Thursday, July 26, 2018

"A Whispered Name" by William Brodrick


You start to read a mystery, one in a series that you’ve been enjoying. You like the detective, you like the way the author writes, you like the interesting stories that are told. And as you begin reading the next book in the series, you discover you’re reading something else entirely. You keep looking for the mystery, the whodunit, and it doesn’t seem to be there. 

You realize as you read on – because you’re compelled to read on – that this is no mystery novel. Yes, it has the familiar detective – Father Anselm of Larkwood monastery in England. Yes, it has an air of mystery about it, because there is a mystery to be solved, or to describe it better, a 90-year-old enigma to be deciphered. And if it can be deciphered, it must also be understood.
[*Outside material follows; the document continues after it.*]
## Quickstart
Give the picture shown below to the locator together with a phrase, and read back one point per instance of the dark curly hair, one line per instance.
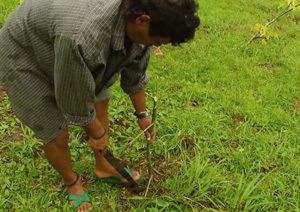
(176, 19)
A Whispered Name by British-Canadian author William Brodrick is a stunning, serious, literary novel, one of the best I’ve read in years. I should have been prepared for it by the second Father Anselm mystery, The Gardens of the Dead, because that novel, too, broke the boundaries of the genre. But not to the extent of A Whispered Name, originally published in 2008.

Father Anselm, a former barrister, is tending his beehives at Larkwood. He’s approached by a woman and an old man, who ask him if he knew Father Herbert Moore, a member of Anselm’s Gilbertine Order and a founder of the monastery where Anselm lives and works. He did, but, as it turns out, not well, or not well enough. She tells him that if he didn’t know that Moore was an officer in World War I, then he wouldn’t know that Moore participated in a court martial of a young soldier named Joseph Flanigan. And she leaves.

Anselm, at the direction of his prior, begins to investigate. No one in the monastery apparently knew about Father Moore’s military service. Anselm must look farther afield, to old military records stored at Kew Gardens, diaries, and descendants of other officers. Each tidbit of information he’s able to glean comes with its own enigma.

The reader has a slight advantage over Father Anselm. Not only do we get the story of Anselm’s investigation, we also get the story of Herbert Moore as it unfolded at the time. The two lines of narrative move back and forth, until they finally converge. And what looks to be a fairly straightforward court martial during the Battle of Passchendaele in 1917 turns out to be anything but. And what happened in 1917 still has its clutches around the present.

William Brodrick
Brodrick was a friar in the Augustine order before he became a barrister and a writer. He’s written eight of the Father Anselm mysteries, with A Whispered Name winning the Crime Writers’ Association Gold Dagger Award in 2009. He lives in France. (And the Gilbertine Order was a real order of monks but was disbanded by Henry VIII during the dissolution of the monasteries in the 1530s.)

In the last 50 to 75 pages, there were few times I wasn’t moved to tears. I knew what had happened, and I knew why, in all of its convolutions. And when I finished, I knew I had read a story of substitution and redemption. 

A Whispered Name is a marvelous novel, a novel of war and family, national passions, bravery and cowardice and how the two may often be confused. And it's a novel about human decency surviving in the face of some of the worst conditions imaginable.